Dalia learns that people are being taken from the city along two trade routes, but at a certain point along either route, they move into the inland desert and aren’t seen again. Dalia thanks him and tips him for his silence.
Telchak and Atar also get ridiculous haircuts.
Reconvening With Zazzle
Back to the safehouse, where their Azer contact (Zazzle) eventually meets them. His secret post in the gladiatorial pens isn’t as useful as it once was, and he needs to gain information about larger movements in Zakhara that have been happening recently, so he’s leaving the city the next day. But there are still loose ends to tie up.
Nezima and Atar also get some info on their respective dreams.
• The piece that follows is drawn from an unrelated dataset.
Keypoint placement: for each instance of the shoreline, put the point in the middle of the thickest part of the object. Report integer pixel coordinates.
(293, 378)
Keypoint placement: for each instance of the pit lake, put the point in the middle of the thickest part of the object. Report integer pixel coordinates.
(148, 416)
There’s an island of elephants (Afyal) with an ancient city in it that is still inhabited by somewhat legendary elephant riders. And Nezima tentatively identifies the city she saw as Qudra, a militaristic city on the northern banks of the Zakharan continent.
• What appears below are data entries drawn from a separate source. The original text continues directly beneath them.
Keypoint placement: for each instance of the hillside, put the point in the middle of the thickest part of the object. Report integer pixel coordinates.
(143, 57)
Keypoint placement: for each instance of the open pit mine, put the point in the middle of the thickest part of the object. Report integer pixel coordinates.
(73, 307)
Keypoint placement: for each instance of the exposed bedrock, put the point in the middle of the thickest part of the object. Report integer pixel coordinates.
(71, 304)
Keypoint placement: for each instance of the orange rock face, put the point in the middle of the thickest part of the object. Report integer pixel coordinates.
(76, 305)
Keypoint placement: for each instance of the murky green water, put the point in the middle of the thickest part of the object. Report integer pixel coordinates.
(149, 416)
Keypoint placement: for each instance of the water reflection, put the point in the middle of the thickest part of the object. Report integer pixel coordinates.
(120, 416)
After this, the party agrees to address one of the loose ends, a rescue mission of a goblin teenager (Shtanka), the daughter of a goblin merchant (Shtank) they helped to rescue in the pens. The hideout they’ve been using belongs to Shtank and his (mostly missing) crew, who were raided and arrested previously, after refusing to work with the Djinn forces in the city.
The only lead they have is Shtank’s former associates who betrayed them to the djinn forces and took over their mercantile business. They operate out of a warehouse near the city’s docks.
Investigating Shtanka’s Kindnapping
The warehouse is easy enough to case, and Telchak is made invisible to do some snooping. He ends up inside, and does some investigating, though as a child he is ill-prepared to glean much information relevant to their search.
They end up trying a more direct approach and enter the building, posing as city officials. But they name Shtanka, albeit to a charmed goblin, who goes to talk to his boss about her whereabouts. The goblin boss – Jafar – rallies his crew at this, knowing that anyone asking after Shtanka is no friend or city official.
A fight ensues, albeit an anticlimactic one as they make quick work of a few goblins, before intimidating Jafar (with a Natural 20 roll) into involuntarily wetting himself. He and the others who remain alive surrender.
Jafar pleads his case, saying he had no choice or he’d end up arrested and taken away like Shtank. But he gives them the location of hobgoblin minions of the djinn who bargained with Jafar for Shtanka. The party gets the name and location of the place she was taken: a temple to Kossuth, the elemental god of fire, and one that the Djinn leaders of the city encourage worship of.
There are also some exposition worldbuilding bits involving a far-off city and a famous painter in the ledger and notes of the goblin crew, but these are not investigated at length.
The party heads to the temple immediately thereafter, aiming to free Shtanka.
I’m amused at the dreams they rolled (I have a big list, and I’m choosing to have them roll instead of picking the dream) because it gives them plot hooks in disparate corners of the world. It should provide some lovely tension, and interesting choices, later on. This is a world-hopping campaign within the continent of Zakhara, but they won’t have a chance to follow every plot hook they’ll receive. Tough choices may need to be made at some point.
The dreams were solitary, with the rest of the group simply spectating, but they went well, and didn’t last long enough that it became boring for everyone. Dalia had the aside with Gorar as a solo scene, and Telchak’s player generally provides his own fun. The dreams will be a recurring thing, but I also don’t want to lean on them too heavily. However, they’re wonderfully thematic within Al-Qadim.
I’m using the Book of Tales from the board game Tales of the Arabian Nights as the template for the dreams. I’ve pre-selected many individual entries in the book, and subtly adjusted them to work with the campaign. The book is basically the world’s largest random encounter table, so it’s fertile ground for plot hooks and evocative moments.